Which gives me an error ClientError: An error occurred (ValidationException) when calling the Query operation: Query condition missed key schema element: After searching the internet I found out that you need to have primary partition key inside your query so I tried the Contains method from https://docs.aws.amazon.com/amazondynamodb/latest/APIReference/API_Condition.html

response = table.query(
    KeyConditionExpression =
        Key('name').contains('a', 'b') &
        Key('timerange').between(Decimal(a), Decimal(b)))

Which I clearly do not understand fully.

How can I get all data within given timerange [a,b]?

3
  • I recommend watching a few NoSQL DynamoDB videos from AWS talking about how this is all done in DynamoDB. Commented Apr 20, 2020 at 10:42
  • 1
    In your first query, you are missing the partition key (name). In the second query, you cannot query on multiple partition key values in a single query -- the partition key condition is always equals, but the sort key can be a range. Recommended reading: dynamodbguide.com/querying Commented Apr 20, 2020 at 21:27
  • @jarmod Yes I understand that partition key needs to be equals. But I want to get all the names how can I eq([all names]) ? Commented Apr 21, 2020 at 1:24

1 Answer 1

4

You cannot solve this kind of problem easily in DynamoDB, at least not in the general case that would allow you to make one query, and only one query, to get all records within an arbitrary date range, regardless of name (the partition key).
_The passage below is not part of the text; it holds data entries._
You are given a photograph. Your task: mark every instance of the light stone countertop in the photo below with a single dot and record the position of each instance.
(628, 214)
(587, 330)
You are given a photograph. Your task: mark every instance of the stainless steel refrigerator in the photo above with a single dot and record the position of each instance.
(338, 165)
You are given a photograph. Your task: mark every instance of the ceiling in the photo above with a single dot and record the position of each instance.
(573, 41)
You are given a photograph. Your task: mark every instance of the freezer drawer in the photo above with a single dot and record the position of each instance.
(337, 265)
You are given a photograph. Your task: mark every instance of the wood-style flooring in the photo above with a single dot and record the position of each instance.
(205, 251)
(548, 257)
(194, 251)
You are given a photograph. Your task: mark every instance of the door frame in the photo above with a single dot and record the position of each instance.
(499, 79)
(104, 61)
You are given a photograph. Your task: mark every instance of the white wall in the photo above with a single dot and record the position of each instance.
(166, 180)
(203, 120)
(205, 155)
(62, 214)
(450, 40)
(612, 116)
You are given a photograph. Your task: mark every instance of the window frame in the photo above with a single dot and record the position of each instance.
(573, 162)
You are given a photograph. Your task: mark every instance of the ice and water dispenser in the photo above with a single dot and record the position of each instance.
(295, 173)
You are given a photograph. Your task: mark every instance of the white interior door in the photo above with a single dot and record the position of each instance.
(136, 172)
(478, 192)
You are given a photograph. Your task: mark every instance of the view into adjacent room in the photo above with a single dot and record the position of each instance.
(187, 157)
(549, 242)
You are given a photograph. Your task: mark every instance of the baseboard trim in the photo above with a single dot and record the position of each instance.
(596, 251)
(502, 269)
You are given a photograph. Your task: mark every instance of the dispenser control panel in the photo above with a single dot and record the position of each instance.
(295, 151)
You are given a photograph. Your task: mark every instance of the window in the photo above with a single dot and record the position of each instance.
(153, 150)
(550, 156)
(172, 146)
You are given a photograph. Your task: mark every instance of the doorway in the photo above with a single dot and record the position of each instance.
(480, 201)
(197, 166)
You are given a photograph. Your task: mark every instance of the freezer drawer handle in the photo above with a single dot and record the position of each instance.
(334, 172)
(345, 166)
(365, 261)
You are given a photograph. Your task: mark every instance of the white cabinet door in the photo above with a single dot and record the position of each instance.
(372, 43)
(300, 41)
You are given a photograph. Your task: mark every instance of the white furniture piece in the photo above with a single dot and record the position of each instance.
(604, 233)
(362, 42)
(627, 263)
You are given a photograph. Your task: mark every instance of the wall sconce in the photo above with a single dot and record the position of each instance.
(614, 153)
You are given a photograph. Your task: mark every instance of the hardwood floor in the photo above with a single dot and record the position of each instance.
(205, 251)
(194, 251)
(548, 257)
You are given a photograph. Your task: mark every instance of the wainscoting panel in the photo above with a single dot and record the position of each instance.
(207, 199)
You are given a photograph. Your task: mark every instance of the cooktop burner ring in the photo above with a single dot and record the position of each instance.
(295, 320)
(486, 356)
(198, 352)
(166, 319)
DynamoDB is a key/value database. Your queries are typically against individual keys, optionally with a range of values for a sort key. A query for name=A and timestamp between X and Y is perfect and can be queried very efficiently.

To do what you want, you would most typically create a Global Secondary Index whose primary key was a composite of:

  • YYMMDD of the timestamp
  • the timestamp

Now, you can query for items with timestamp in a certain range, regardless of name, but they must be on the same date. If you needed this query to work more broadly, say with ranges up to a month, then your GSI would have a primary key that was a composite of:

  • YYMM of the timestamp
  • the timestamp

And now you can query on all items within a given range of dates/times in the same month.